Light scattering experiments with micron-sized dust aggregates: results on ensembles of SiO2 monospheres and of irregularly shaped graphite particles

Abstract

We present two series of measurements of angular-resolved light scattering on ensembles of large dust aggregates grown via cluster-cluster-aggregation. As first non-absorbing sample we use spherical monodisperse amorphous SiO2 particles with 750nm radius. The aggregates measured consist of up to approximately 100 individual particles. As the second absorbing material we use graphite. This sample is rather polydisperse with a broad size distribution. Individual graphite particles are plate like with typical sizes of 1–2μm as plate diameter and a few hundred nm as thickness.

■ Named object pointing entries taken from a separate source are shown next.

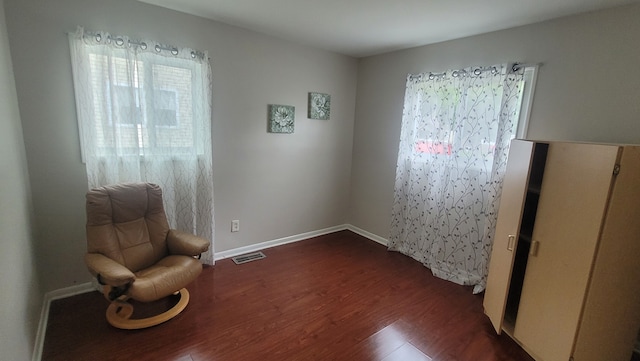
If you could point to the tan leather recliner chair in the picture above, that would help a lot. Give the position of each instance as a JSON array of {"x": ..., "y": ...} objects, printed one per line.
[{"x": 134, "y": 254}]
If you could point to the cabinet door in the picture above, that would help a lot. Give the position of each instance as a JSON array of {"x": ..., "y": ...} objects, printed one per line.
[
  {"x": 514, "y": 189},
  {"x": 573, "y": 199}
]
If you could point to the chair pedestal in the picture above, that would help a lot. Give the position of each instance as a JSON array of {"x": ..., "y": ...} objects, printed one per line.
[{"x": 120, "y": 311}]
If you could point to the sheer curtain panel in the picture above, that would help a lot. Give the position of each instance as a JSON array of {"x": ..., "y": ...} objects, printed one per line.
[
  {"x": 144, "y": 114},
  {"x": 456, "y": 129}
]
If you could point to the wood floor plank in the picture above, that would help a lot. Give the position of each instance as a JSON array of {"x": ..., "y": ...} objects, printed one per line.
[{"x": 333, "y": 297}]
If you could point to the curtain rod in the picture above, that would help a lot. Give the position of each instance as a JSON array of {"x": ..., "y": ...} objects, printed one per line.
[
  {"x": 118, "y": 40},
  {"x": 514, "y": 68}
]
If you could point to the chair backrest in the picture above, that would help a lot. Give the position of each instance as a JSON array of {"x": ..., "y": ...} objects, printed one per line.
[{"x": 127, "y": 223}]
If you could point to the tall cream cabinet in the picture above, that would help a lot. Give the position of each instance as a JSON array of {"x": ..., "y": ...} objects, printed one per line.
[{"x": 564, "y": 273}]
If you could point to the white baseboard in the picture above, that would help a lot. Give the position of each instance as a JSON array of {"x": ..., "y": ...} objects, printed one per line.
[
  {"x": 89, "y": 286},
  {"x": 371, "y": 236},
  {"x": 44, "y": 313},
  {"x": 277, "y": 242}
]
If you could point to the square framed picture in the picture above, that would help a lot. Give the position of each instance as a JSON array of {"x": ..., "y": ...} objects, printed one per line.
[
  {"x": 281, "y": 118},
  {"x": 319, "y": 106}
]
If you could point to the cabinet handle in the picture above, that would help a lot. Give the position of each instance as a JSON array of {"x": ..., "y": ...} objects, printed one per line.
[
  {"x": 533, "y": 251},
  {"x": 511, "y": 243}
]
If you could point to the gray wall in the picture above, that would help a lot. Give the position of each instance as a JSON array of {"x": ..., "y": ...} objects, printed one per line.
[
  {"x": 588, "y": 90},
  {"x": 21, "y": 296},
  {"x": 276, "y": 185}
]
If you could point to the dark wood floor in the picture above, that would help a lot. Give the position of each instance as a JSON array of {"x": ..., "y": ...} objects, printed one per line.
[{"x": 334, "y": 297}]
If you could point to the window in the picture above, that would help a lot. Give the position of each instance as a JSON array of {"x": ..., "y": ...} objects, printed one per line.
[
  {"x": 143, "y": 106},
  {"x": 144, "y": 115}
]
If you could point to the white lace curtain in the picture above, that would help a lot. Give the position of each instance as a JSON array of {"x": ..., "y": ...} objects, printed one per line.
[
  {"x": 144, "y": 114},
  {"x": 456, "y": 129}
]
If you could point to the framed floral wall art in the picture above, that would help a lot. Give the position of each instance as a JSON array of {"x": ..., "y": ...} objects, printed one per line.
[
  {"x": 281, "y": 118},
  {"x": 319, "y": 106}
]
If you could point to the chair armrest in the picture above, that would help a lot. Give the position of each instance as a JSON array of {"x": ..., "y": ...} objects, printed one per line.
[
  {"x": 187, "y": 244},
  {"x": 109, "y": 271}
]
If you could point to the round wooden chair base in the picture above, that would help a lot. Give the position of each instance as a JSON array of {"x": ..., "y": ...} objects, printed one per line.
[{"x": 119, "y": 313}]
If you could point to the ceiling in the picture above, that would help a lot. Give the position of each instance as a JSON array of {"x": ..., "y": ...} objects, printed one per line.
[{"x": 367, "y": 27}]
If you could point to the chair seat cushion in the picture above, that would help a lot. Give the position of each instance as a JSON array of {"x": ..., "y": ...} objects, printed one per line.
[{"x": 164, "y": 278}]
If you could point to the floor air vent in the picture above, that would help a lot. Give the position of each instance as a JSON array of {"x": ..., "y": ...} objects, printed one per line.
[{"x": 248, "y": 257}]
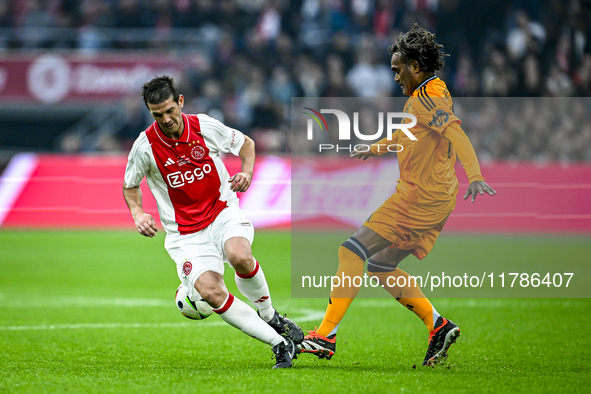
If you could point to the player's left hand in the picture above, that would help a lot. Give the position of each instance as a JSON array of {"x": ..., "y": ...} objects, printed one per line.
[
  {"x": 478, "y": 187},
  {"x": 240, "y": 182}
]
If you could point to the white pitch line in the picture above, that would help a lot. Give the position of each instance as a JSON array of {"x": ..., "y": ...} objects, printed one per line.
[{"x": 308, "y": 314}]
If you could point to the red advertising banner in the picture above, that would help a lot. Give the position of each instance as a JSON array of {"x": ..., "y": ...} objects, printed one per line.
[
  {"x": 59, "y": 78},
  {"x": 304, "y": 193}
]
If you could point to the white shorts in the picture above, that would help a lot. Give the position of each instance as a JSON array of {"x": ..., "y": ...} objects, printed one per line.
[{"x": 204, "y": 250}]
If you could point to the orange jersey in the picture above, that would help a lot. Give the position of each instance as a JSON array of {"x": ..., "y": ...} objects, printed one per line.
[{"x": 427, "y": 175}]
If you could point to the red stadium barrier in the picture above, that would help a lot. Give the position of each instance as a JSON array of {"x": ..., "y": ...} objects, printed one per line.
[{"x": 52, "y": 191}]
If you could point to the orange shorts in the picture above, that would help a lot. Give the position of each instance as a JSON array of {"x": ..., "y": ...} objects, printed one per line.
[{"x": 407, "y": 226}]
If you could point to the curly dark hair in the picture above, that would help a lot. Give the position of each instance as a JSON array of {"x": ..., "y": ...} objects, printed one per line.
[
  {"x": 160, "y": 89},
  {"x": 419, "y": 44}
]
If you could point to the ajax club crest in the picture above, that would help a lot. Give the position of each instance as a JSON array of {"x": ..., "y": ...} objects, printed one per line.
[{"x": 197, "y": 152}]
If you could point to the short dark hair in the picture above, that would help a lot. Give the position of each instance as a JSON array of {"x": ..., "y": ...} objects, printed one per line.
[
  {"x": 419, "y": 44},
  {"x": 160, "y": 89}
]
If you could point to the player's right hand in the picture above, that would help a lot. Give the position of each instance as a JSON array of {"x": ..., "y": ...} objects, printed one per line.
[
  {"x": 146, "y": 225},
  {"x": 361, "y": 155}
]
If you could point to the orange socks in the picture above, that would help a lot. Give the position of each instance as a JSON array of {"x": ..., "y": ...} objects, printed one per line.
[
  {"x": 409, "y": 294},
  {"x": 350, "y": 265}
]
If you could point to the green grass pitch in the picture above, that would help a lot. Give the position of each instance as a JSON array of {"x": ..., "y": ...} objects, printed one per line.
[{"x": 94, "y": 312}]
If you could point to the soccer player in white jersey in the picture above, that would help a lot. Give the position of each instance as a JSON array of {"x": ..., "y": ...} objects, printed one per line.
[{"x": 179, "y": 154}]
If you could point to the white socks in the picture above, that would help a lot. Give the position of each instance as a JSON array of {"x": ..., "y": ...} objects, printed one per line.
[
  {"x": 237, "y": 314},
  {"x": 254, "y": 287}
]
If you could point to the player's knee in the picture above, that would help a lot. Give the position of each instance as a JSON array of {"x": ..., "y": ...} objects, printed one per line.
[
  {"x": 352, "y": 245},
  {"x": 242, "y": 261},
  {"x": 214, "y": 296}
]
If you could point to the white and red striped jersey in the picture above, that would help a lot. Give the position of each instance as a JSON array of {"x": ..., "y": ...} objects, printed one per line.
[{"x": 186, "y": 176}]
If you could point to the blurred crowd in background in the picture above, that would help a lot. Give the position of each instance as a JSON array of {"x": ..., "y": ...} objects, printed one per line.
[{"x": 245, "y": 59}]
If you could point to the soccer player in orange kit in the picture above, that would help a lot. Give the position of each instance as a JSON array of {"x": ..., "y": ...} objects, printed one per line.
[{"x": 412, "y": 218}]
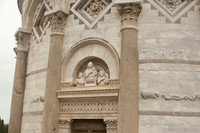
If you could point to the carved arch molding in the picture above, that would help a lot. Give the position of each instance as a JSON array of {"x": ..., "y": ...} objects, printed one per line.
[{"x": 98, "y": 51}]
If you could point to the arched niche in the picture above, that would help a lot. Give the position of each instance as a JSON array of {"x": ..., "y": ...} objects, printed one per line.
[{"x": 94, "y": 50}]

The wavelength of the incident radiation in the experiments is 680nm corresponding to a size parameter of x=6.93 for the individual SiO2 spheres and X≈100 for the SiO2 aggregates. The largest graphite aggregates were somewhat smaller than the largest SiO2 aggregates. For the SiO2 particles, we observe a change in the scattering function and degree of linear polarization over the whole range of aggregate growth. We could not observe a limit to mutual interaction within an aggregate within our range of parameters, i.e. up to aggregates consisting of 100 monomers. Scattering gets more diffuse. This is in agreement with calculations that show that the asymmetry parameter is slightly decreasing as large aggregates grow. The graphite particles show almost no change in the scattering function and polarization. We apply the results to dusty astrophysical environments.